Identifying Sick Travelers from West Africa
Narrow focus on Ebola may miss other ailments

The researchers suggest that clinicians should use these data to develop a differential diagnosis and care plan for febrile travelers arriving from the region.
Clinicians looking for Ebola among sick travelers coming from West African countries may miss more common deadly illnesses, especially malaria, which requires quick diagnosis and appropriate treatment, according to a study co-authored by a Boston University School of Public Health researcher.
The study by David Hamer, a BU professor of global health, and colleagues in the GeoSentinel Surveillance Network, cautions that evaluating travelers for malaria and other life-threatening conditions should not be delayed while looking for Ebola.
“The differential diagnosis of illness in travelers arriving from countries with widespread Ebola virus transmission must include not only [Ebola] but also malaria and other more common infections, such as influenza, other respiratory tract infections, and travelers’ diarrhea,” said the study, published in the Annals of Internal Medicine.
“The optimal strategy is preventing infections through comprehensive pre-travel interventions and, for ill travelers, promptly diagnosing and treating illnesses, such as malaria, and initiating empirical treatment if bacteremia, influenza, or meningitis is suspected.”
Patients with Ebola virus typically present with fever, fatigue, myalgia, headache, and gastrointestinal symptoms. These nonspecific symptoms are shared by many other frequently encountered infectious diseases, the research team said.
Researchers reviewed records from 57 travel clinics in 25 countries in the GeoSentinal Network—a clinic-based global surveillance network that tracks infectious diseases and other adverse health outcomes in travelers—to define the spectrum of illness seen in ill travelers returning from Sierra Leone, Liberia, or Guinea, countries where Ebola virus transmission has been widespread. They found that malaria was the most frequent diagnosis among nonimmigrant travelers, affecting about 40 percent of patients. Among immigrants from the same area, latent tuberculosis was one of the most frequently diagnosed illnesses.

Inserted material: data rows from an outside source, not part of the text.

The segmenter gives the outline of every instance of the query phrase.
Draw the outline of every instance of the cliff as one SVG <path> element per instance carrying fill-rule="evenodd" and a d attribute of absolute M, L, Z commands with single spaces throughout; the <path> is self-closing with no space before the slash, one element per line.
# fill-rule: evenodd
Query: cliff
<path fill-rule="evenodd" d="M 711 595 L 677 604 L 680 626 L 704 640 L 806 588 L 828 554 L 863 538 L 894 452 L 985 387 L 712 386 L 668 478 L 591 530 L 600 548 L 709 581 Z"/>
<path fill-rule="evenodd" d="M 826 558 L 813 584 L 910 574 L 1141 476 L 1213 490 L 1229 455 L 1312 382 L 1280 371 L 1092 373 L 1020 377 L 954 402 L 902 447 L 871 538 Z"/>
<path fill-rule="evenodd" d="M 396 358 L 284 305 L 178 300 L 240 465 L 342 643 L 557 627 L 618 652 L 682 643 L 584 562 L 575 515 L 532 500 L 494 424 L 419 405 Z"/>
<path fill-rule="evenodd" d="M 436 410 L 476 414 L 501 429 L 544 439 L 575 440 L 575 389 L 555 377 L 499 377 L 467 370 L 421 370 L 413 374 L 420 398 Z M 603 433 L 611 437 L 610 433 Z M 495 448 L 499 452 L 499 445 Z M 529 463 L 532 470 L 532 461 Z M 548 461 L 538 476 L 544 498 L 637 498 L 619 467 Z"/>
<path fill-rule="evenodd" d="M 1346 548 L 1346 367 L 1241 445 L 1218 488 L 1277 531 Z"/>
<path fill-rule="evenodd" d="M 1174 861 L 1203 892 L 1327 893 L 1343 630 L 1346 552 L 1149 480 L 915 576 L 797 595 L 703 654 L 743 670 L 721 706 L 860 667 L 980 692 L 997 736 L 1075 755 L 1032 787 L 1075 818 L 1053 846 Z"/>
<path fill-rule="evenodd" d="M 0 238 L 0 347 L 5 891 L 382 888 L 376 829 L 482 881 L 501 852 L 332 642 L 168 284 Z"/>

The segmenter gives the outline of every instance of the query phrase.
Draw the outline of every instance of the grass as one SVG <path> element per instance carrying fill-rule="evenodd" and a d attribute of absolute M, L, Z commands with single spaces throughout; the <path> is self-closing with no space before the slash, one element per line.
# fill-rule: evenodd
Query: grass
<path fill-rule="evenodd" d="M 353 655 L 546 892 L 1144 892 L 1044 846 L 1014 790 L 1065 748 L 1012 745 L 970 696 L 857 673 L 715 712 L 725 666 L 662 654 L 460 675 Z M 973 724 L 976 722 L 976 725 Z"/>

The researchers suggest that clinicians should use these data to develop a differential diagnosis and care plan for febrile travelers arriving from the region. “Where adequate laboratory capacity exists, ruling out malaria in febrile travelers from West Africa is critical to limiting morbidity and mortality,” they said in the study. “In situations where laboratory infrastructure is inadequate or a diagnostic result will be delayed, administration of empirical antimalarial therapy and broad-spectrum antibiotic coverage for bacteremia is imperative and potentially life-saving.”